The effectiveness of Design to Cost is based on simple and quick tools – and above all not hyper-analytical – that detect the priority levers:
Functional Analysis:
Quick and synthetic, it must question the customer value and the right needs by focusing on the key requirements.
It is a question of distinguishing between imperative needs and “nice to have”, which will be arbitrated according to their obtaining costs and feasibility.
Benchmarking :
Conducted in a “flash” way, it scans the choices of the major competitors and highlights the significant differences in response to needs and solutions.
Value Analysis:
It goes through the whole chain to distinguish “Just Necessary” costs from potentials of questionable cost.
It thus offers, early in the project, a complete mapping of competitiveness levers (Specification, Architecture, Simplification, Process, Sourcing, etc.).
Creativity:
It explores all facets of the offer and imagines possible solutions to address real needs and eradicate unnecessary costs.
Concept Evaluation:
It characterises the possible concepts and solutions in order to converge consensually towards the best compromises.
Structured and reproducible, the Design to Cost approach plays an eminently pedagogical role and, thanks to its highly demonstrative results, encourages a new way of team working.
Conditions for success
Ambitious targets are the key to successful design to cost:
They are equal to the challenge and show the need to go beyond the usual habits and results.
Clearly expressed by the Management, they contribute to the mobilisation of energies.
The multidisciplinary approach must of course involve the whole project team – right down to the key partners and suppliers – in a collegial and constructive work.
Une des forces de la méthodologie est de ne pas statuer trop tôt sur l’acceptabilité ou la faisabilité des solutions : les arbitrages ne se feront qu’avec la pleine visibilité des enjeux (besoins, coûts, risques) pour l’équipe projet et la Direction.

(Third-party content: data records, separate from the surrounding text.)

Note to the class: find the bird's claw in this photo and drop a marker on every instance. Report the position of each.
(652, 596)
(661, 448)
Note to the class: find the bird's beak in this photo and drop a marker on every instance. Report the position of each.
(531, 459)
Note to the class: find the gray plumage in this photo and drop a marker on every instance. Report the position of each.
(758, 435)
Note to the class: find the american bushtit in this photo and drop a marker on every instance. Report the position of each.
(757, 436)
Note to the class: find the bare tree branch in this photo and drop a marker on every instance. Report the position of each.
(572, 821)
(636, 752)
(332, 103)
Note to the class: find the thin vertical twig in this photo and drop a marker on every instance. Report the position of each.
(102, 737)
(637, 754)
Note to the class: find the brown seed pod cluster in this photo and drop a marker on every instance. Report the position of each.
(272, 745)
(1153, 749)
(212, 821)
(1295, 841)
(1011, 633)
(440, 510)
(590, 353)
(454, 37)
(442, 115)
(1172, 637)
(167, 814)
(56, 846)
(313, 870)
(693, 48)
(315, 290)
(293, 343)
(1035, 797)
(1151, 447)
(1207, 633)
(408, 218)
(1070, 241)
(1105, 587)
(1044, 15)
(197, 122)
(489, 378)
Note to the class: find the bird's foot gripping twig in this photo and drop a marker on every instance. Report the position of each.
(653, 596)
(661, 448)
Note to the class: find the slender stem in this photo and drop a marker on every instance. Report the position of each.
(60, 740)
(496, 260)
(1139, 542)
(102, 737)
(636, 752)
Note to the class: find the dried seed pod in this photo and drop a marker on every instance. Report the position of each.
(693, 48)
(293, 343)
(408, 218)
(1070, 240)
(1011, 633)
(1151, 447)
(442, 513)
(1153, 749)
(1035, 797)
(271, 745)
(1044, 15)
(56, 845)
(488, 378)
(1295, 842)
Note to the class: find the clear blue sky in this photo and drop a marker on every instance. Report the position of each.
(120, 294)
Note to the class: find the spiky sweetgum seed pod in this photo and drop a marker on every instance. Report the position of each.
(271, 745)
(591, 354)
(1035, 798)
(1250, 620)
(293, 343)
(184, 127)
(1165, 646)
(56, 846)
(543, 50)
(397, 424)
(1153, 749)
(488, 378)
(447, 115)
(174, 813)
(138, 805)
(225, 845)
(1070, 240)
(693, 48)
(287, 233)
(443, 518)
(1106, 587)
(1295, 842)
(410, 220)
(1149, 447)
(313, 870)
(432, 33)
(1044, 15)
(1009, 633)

A dynamic and positive animation:
Leading a Design to Cost is not a matter for specialists in a particular field and a broad, multi-sectoral expertise is an asset.
The most important thing is a simple methodology and good management of the human factor:
The aim is to create a dynamic and to lead the team, through constructive exchanges, towards the right levels of questioning, with pleasure and enthusiasm.
Extremely varied applications
Essential approach, Design to Cost is now implemented in all sectors of activity :
- Large, medium and small series products,
- Services,
- Industrial machinery and equipment,
- Complete plants and installations, single or reproducible,
- Responses to calls for tenders,
- B2B and B2C…
It is the subject of numerous naming variations:
- Design to Cost, for new projects,
- Redesign to Cost, for existing systems,
- Design to weight, aiming to reduce masses
- Design to Manufacturing, seeking the best industrialisation and manufacturability…
- And of course, Design to Value, with a focus on Innovation and Customer Value…
But for us, Design to Cost and Value remains the ideal synthesis, the global approach that does not neglect any of the aspects of the attractiveness and competitiveness of the future offer!
Radical gains
The benefits of Design to Cost are high and often surprising:
- Radical reduction of direct costs: -15, -30 or even -50% on new or existing products
- Reduced development and investment costs
- Reduction of CAPEX and OPEX costs of industrial installations
- Savings on Life cycle cost and Total Cost of Ownership
The gains also go beyond economic benefits alone:
- Reduction of development time, thanks to efficient exchanges and less iterations
- And above all, the impetus for change, thanks to a collegial approach and strengthened team cohesion.